Neyosh strinse i pugni e distolse lo sguardo, turbato.
«E poi lui non si interessa a me!» proseguì la ragazza al colmo dell’imbarazzo «Abbiamo molto in comune, è vero. Ma con me è semplicemente gentile!»
Il giovane Rhevia la guardò assai poco convinto.
«Mi ha aiutata quando neanch’io sapevo di avere estremo bisogno di un amico sincero e gli sono riconoscente. Le sue parole… lui sembra sempre sapere cosa dire e in che modo esprimerlo. Anshar mi ha salvata da me stessa! Non voglio perdere una persona meravigliosa come lui!»
Il ragazzo abbassò il capo, socchiudendo gli occhi scuri. Scosse il capo.
«So cosa intendi, ma io lo conosco bene. La cortesia è un’altra faccenda.»
«All’inizio, quando ci siamo conosciuti, Anshar mi ha ricordato mio fratello. Forse per lui è la stessa cosa, gli rammento Lilah o Ishat e per questo si è dimostrato protettivo e paziente nei miei riguardi. Nient’altro» si scagionò lei.
Neyosh iniziò ad avvertire sull’epidermide scoperta il freddo del crepuscolo incipiente. Aggrottò la fronte, rielaborando il discorso dell’Aethalas. Se fosse stato così, non si sarebbe comportato in modo tanto possessivo. No, la cosa non filava, anzi era sorpreso del fatto che lei risultasse tanto refrattaria. Si spostò e fece per sfiorarle la mano. Phylana sussultò e si ritrasse di scatto.
«E questo come lo chiami? Fastidio? Antipatia? Ribrezzo? Ho pensato che fosse perché non appartengo alla tua stessa tribù e voi Guardiani aveste regole diverse, poi ho notato che da Anshar ti lasci toccare. Non significa nulla per te? Anche quando hai aiutato Daara hai forzato te stessa. Posso accettare il tuo disprezzo per me, addirittura capirlo, ma non oltraggiare la mia intelligenza negandolo!»
La ragazza impallidì e le sue labbra iniziarono a tremare. Neyosh pensò che fosse sul punto di scoppiare piangere e si pentì di essere stato tanto brusco e invadente. Decise di scusarsi, ma lei lo precedette.
«Girati. Fammi vedere quella ferita.»
Lui obbedì con la sensazione aggiuntiva di essere un vero idiota e di meritarsi ciò che, vero o meno, le aveva rinfacciato con tanta stizza e poco dubbio.
Phylana sciolse la benda con delicatezza e scostò la garza. Prese qualcosa dal tavolino dei farmaci e gli premette la zona lesionata.
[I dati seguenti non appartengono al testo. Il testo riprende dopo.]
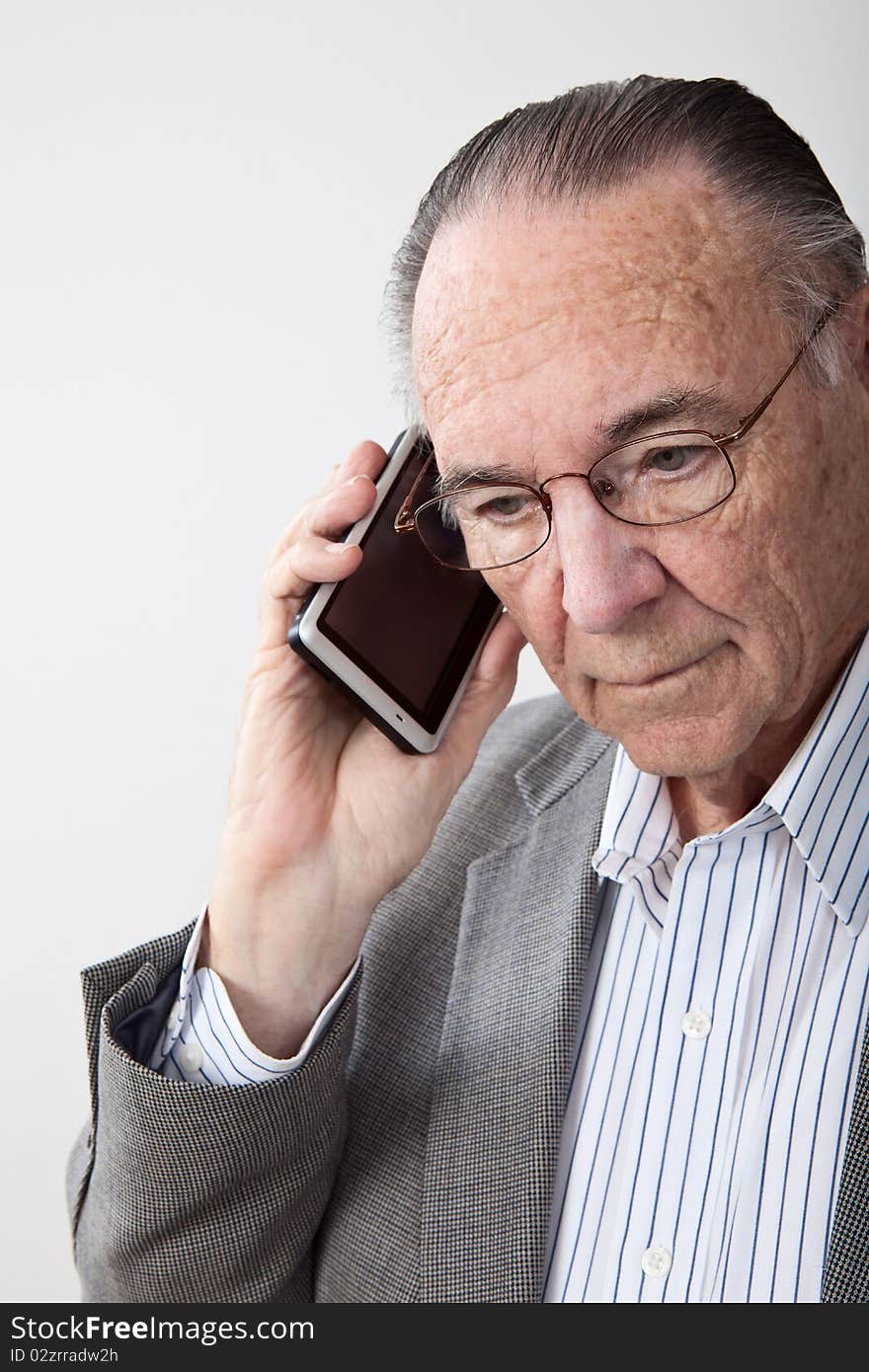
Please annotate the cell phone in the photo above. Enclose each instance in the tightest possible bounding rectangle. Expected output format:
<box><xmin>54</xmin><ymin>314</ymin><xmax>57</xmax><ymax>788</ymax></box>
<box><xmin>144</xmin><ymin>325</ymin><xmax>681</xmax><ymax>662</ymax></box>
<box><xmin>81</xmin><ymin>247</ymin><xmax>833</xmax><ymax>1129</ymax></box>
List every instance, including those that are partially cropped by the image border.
<box><xmin>287</xmin><ymin>425</ymin><xmax>503</xmax><ymax>753</ymax></box>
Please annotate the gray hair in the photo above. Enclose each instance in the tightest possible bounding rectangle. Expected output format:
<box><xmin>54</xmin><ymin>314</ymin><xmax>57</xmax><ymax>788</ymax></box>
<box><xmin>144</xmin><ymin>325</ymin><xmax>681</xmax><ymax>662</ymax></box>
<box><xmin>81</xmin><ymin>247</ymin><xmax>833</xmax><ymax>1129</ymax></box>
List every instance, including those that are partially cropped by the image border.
<box><xmin>380</xmin><ymin>75</ymin><xmax>868</xmax><ymax>422</ymax></box>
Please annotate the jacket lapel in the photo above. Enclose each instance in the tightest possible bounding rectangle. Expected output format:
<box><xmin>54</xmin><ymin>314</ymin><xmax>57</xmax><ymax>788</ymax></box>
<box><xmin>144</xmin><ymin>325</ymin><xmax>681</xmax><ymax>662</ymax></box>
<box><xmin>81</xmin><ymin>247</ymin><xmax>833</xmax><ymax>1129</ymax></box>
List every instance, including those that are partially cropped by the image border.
<box><xmin>821</xmin><ymin>1021</ymin><xmax>869</xmax><ymax>1302</ymax></box>
<box><xmin>420</xmin><ymin>719</ymin><xmax>616</xmax><ymax>1304</ymax></box>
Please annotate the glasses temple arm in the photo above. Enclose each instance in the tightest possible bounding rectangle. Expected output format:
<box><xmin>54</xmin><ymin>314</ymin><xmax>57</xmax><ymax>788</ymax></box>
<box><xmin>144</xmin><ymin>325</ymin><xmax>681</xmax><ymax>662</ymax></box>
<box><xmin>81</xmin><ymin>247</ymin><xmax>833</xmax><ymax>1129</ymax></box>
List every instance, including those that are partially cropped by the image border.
<box><xmin>719</xmin><ymin>302</ymin><xmax>841</xmax><ymax>443</ymax></box>
<box><xmin>393</xmin><ymin>450</ymin><xmax>434</xmax><ymax>534</ymax></box>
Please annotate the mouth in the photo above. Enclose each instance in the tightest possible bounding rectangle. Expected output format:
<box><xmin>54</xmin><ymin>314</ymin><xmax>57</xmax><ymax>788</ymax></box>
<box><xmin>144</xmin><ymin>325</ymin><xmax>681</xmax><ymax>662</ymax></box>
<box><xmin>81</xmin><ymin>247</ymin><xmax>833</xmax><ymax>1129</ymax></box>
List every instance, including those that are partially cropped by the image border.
<box><xmin>609</xmin><ymin>648</ymin><xmax>715</xmax><ymax>690</ymax></box>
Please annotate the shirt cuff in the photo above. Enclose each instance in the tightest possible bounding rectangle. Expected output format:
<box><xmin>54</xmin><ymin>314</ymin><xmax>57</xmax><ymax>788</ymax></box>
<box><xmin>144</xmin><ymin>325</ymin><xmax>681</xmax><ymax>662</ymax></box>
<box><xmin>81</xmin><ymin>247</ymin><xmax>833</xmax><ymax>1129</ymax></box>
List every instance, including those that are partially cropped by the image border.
<box><xmin>148</xmin><ymin>904</ymin><xmax>361</xmax><ymax>1087</ymax></box>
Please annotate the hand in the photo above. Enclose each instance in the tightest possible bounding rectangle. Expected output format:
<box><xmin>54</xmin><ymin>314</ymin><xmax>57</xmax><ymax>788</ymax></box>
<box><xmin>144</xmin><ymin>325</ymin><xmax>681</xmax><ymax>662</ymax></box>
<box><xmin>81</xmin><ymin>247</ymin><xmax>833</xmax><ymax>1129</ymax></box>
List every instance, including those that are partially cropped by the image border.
<box><xmin>199</xmin><ymin>442</ymin><xmax>524</xmax><ymax>1058</ymax></box>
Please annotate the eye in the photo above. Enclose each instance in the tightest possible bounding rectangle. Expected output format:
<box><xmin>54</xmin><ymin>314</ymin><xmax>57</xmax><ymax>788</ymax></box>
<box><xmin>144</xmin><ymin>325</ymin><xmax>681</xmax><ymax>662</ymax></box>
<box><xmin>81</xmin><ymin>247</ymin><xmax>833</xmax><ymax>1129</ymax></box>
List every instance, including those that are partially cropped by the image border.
<box><xmin>645</xmin><ymin>447</ymin><xmax>696</xmax><ymax>472</ymax></box>
<box><xmin>475</xmin><ymin>492</ymin><xmax>535</xmax><ymax>520</ymax></box>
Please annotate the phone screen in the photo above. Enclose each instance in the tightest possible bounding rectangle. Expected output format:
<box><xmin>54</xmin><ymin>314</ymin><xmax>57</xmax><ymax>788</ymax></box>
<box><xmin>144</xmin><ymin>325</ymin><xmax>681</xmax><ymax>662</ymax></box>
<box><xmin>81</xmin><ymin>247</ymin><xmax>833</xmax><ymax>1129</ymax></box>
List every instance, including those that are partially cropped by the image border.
<box><xmin>317</xmin><ymin>439</ymin><xmax>499</xmax><ymax>732</ymax></box>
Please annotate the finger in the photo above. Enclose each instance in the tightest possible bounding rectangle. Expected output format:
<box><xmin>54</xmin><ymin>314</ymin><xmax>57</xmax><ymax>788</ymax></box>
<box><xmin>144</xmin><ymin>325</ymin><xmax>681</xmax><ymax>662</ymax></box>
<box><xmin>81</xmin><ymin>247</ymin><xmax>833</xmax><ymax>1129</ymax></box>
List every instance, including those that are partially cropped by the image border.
<box><xmin>303</xmin><ymin>474</ymin><xmax>377</xmax><ymax>538</ymax></box>
<box><xmin>440</xmin><ymin>612</ymin><xmax>527</xmax><ymax>778</ymax></box>
<box><xmin>268</xmin><ymin>439</ymin><xmax>386</xmax><ymax>563</ymax></box>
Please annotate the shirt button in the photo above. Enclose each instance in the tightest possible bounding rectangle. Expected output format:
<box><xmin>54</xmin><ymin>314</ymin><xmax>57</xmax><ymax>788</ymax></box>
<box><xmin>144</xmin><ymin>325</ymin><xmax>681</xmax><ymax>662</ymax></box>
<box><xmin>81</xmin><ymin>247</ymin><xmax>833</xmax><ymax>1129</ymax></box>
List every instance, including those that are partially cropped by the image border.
<box><xmin>641</xmin><ymin>1243</ymin><xmax>672</xmax><ymax>1277</ymax></box>
<box><xmin>682</xmin><ymin>1010</ymin><xmax>713</xmax><ymax>1038</ymax></box>
<box><xmin>179</xmin><ymin>1042</ymin><xmax>201</xmax><ymax>1072</ymax></box>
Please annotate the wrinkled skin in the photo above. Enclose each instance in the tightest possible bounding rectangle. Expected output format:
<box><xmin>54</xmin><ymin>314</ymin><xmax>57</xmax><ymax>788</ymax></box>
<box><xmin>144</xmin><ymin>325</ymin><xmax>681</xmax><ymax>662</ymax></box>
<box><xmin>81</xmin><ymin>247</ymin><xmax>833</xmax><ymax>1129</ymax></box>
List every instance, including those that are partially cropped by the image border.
<box><xmin>413</xmin><ymin>165</ymin><xmax>869</xmax><ymax>841</ymax></box>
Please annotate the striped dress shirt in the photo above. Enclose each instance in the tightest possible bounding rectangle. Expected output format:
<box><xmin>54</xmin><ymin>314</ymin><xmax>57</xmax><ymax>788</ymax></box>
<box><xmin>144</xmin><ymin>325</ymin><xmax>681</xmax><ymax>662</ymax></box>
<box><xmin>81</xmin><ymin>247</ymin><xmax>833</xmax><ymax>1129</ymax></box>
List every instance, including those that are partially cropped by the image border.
<box><xmin>544</xmin><ymin>637</ymin><xmax>869</xmax><ymax>1302</ymax></box>
<box><xmin>150</xmin><ymin>636</ymin><xmax>869</xmax><ymax>1302</ymax></box>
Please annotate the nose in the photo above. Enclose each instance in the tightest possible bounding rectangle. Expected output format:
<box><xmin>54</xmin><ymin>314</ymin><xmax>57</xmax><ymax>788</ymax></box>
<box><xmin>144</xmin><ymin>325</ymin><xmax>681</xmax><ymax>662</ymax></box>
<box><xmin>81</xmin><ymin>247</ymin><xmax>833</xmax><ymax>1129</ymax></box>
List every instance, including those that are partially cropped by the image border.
<box><xmin>542</xmin><ymin>476</ymin><xmax>668</xmax><ymax>634</ymax></box>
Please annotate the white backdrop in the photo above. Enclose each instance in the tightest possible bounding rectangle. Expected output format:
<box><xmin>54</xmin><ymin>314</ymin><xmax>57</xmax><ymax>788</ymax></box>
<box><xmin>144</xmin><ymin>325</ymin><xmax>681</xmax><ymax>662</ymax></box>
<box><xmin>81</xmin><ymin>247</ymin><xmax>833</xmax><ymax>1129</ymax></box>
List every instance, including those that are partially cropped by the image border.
<box><xmin>0</xmin><ymin>0</ymin><xmax>869</xmax><ymax>1301</ymax></box>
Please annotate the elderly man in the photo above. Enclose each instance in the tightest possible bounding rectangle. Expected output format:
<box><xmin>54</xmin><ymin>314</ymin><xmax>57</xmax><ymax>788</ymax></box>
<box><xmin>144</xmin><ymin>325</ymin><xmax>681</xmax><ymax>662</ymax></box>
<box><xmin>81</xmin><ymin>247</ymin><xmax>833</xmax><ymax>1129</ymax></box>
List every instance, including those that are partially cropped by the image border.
<box><xmin>69</xmin><ymin>77</ymin><xmax>869</xmax><ymax>1302</ymax></box>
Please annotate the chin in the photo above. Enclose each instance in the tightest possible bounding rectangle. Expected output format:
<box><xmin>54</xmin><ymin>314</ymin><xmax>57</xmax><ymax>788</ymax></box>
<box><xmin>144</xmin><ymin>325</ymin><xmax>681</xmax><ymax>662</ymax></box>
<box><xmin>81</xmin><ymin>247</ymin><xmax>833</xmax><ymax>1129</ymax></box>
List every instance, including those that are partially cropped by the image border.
<box><xmin>612</xmin><ymin>715</ymin><xmax>752</xmax><ymax>777</ymax></box>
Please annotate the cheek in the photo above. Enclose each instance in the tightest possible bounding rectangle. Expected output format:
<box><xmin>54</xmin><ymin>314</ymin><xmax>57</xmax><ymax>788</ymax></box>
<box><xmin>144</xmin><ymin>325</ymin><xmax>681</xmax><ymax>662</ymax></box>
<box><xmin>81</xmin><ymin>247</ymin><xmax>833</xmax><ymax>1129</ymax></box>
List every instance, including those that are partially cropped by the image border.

Lui avvertì una sensazione di gelo e dopo il pizzicore dell’ago che gli trapassava la pelle, ma non sentì alcun dolore. Solo le mani incerte di lei che lo sfioravano.
«Quello che gli Anskelisia stavano per fare ad Anshar, lo hanno inflitto a me» pronunciò la ragazza, interrompendo il silenzio e avvolgendogli intorno al petto una fascia pulita «Da allora non riesco a tollerare la vicinanza di un uomo. Il mio corpo si ribella, la mia mente si offusca. Lui è l’unica eccezione.»
Neyosh spalancò gli occhi e trattenne il fiato, inorridendo.
«Perdonami!» balbettò mortificato «I-io non intendevo…»
«No. Ti sei aperto con me, era giusto che lo sapessi. Il mio atteggiamento irriguardoso non dipende da te e vorrei essere tua amica. Anche così, fallata.»
Si contrasse ondeggiando e ritrasse le mani dopo aver stretto la nuova medicazione.
Il giovane si protese verso la brocca dell’acqua e ne versò un bicchiere. Lei rifiutò l’offerta, lottando per arginare la nausea, traendo lunghe boccate d’aria.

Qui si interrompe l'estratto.